Fristlos aus der Wohnung raus – weil das Kind (2) so laut ist

0
1532
Fröhlich spielendes Kleinkind. (Beispielfoto / Pixabay)
Facebookrss

Immer wieder beschwerten sich Mitmieter bitter über den als unerträglich empfundenen Kinderlärm in dem Dortmunder Mietshaus. Nun bekam die junge Familie die fristlose Kündigung. Zum 6. Februar muss sie raus aus der Wohnung.

Die Entscheidung der Dortmunder Gemeinnützigen Wohnungsgesellschaft (DOGEWO21) sorgt  für Schlagzeilen. Der Gesellschaft gehört das Mehrfamilienhaus, in der auch das Ehepaar S. mit seiner zweijährigen Tochter lebt. Diese Kleine veranstalte – so die Dogewo – einen solchen Lärm veranstalten, dass dies den übrigen Mietern nicht mehr zuzumuten sei.

In der zweiten Januarwoche flatterte den Eltern nun die fristlose Kündigung ins Haus, so berichtet heute der WDR. Der Sender zitiert den Vater des kleinen Mädchens, der Widerstand ankündigt: „Wir lassen uns doch nicht von Kinderhassern unser Dach über dem Kopf wegnehmen.“ Seine Frau habe hingegen nun nackte Existenzangst.

Die DOGEWO, die im Oktober eine Abmahnung an die Familie geschickt hatte, wollte sich zu der aktuellen Entwicklung nicht äußern.

Sie berief sich bei ihrer fünfseitigen Kündigung unter anderem auf ein Lärmprotokoll eines Nachbarn. Dieses wies allerdings ganztägigen Lärm unter anderem auch für einen Tag aus (29. 12.), an dem die Familie nachweislich nicht zu Hause gewesen sei, wie sie im Fernsehen betonte.

  • Stichwort: Kinderlärm – was müssen Vermieter / Mitmieter hinnehmen?

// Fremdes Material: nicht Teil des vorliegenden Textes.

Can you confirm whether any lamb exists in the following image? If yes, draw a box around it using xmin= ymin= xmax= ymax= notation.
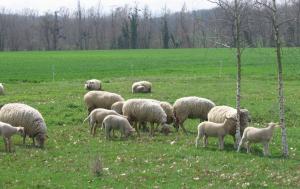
xmin=173 ymin=96 xmax=215 ymax=133
xmin=196 ymin=117 xmax=236 ymax=150
xmin=84 ymin=91 xmax=124 ymax=114
xmin=0 ymin=83 xmax=4 ymax=95
xmin=0 ymin=103 xmax=47 ymax=148
xmin=83 ymin=108 xmax=121 ymax=136
xmin=123 ymin=99 xmax=168 ymax=136
xmin=237 ymin=122 xmax=280 ymax=156
xmin=208 ymin=106 xmax=251 ymax=148
xmin=102 ymin=115 xmax=135 ymax=139
xmin=84 ymin=79 xmax=102 ymax=91
xmin=111 ymin=101 xmax=124 ymax=115
xmin=131 ymin=81 xmax=152 ymax=93
xmin=0 ymin=121 xmax=24 ymax=152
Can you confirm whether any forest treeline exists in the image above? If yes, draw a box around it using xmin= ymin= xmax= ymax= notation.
xmin=0 ymin=0 xmax=300 ymax=51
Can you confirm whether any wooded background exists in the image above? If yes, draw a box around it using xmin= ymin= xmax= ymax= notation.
xmin=0 ymin=0 xmax=300 ymax=51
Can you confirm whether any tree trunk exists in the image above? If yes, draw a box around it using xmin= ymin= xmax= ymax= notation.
xmin=234 ymin=0 xmax=242 ymax=144
xmin=272 ymin=0 xmax=288 ymax=157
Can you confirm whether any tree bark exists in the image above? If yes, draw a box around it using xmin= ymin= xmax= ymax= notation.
xmin=234 ymin=0 xmax=242 ymax=144
xmin=272 ymin=0 xmax=288 ymax=157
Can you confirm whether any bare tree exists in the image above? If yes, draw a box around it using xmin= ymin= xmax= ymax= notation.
xmin=209 ymin=0 xmax=247 ymax=144
xmin=255 ymin=0 xmax=289 ymax=157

Das Spielen von Kindern – auch verbunden mit Gepolter und Krach – gehört grundsätzlich zur vertragsgemäßen Nutzung der Wohnung (OLG Düsseldorf, Az: 9 U 218/96). Den natürlichen Bewegungs- und Spieldrang im jeweiligen Entwicklungsstand, wie etwa Babygeschrei oder Lachen, Schreien und Weinen von Kleinkindern müssen andere Hausbewohner deshalb hinzunehmen. Derartiger Lärm berechtigt weder zur Mietminderung noch zur ordentlichen Kündigung (AG Frankfurt, Az: 33 C 3943/04). Selbst häufige und das übliche Maß übersteigende Lauf- und Spielgeräusche sind in der Regel sozialadäquat; dies gilt umso mehr im hellhörigen Altbau. Die Toleranzgrenze der Hausgemeinschaft für Geräusche muss dort hoch angesetzt werden (AG Braunschweig, Az. 117 C 1270/99).

Kindern unter 7 Jahren (§ 104 BGB) fehlt dabei generell die Einsichtfähigkeit, dass ihr Spiellärm möglicherweise Mitbewohner belastet. Mit wachsendem Alter und steigendem Verständnis, haben sich auch Kinder an Ruhezeiten zu halten (13-15 Uhr und 22-7 Uhr) und Eltern müssen diese im Zweifel durchsetzen. Dies gilt auch für allgemeine Hausregeln: so darf etwa nicht im Hausflur Rollschuh, Inliner oder Fahrrad gefahren werden.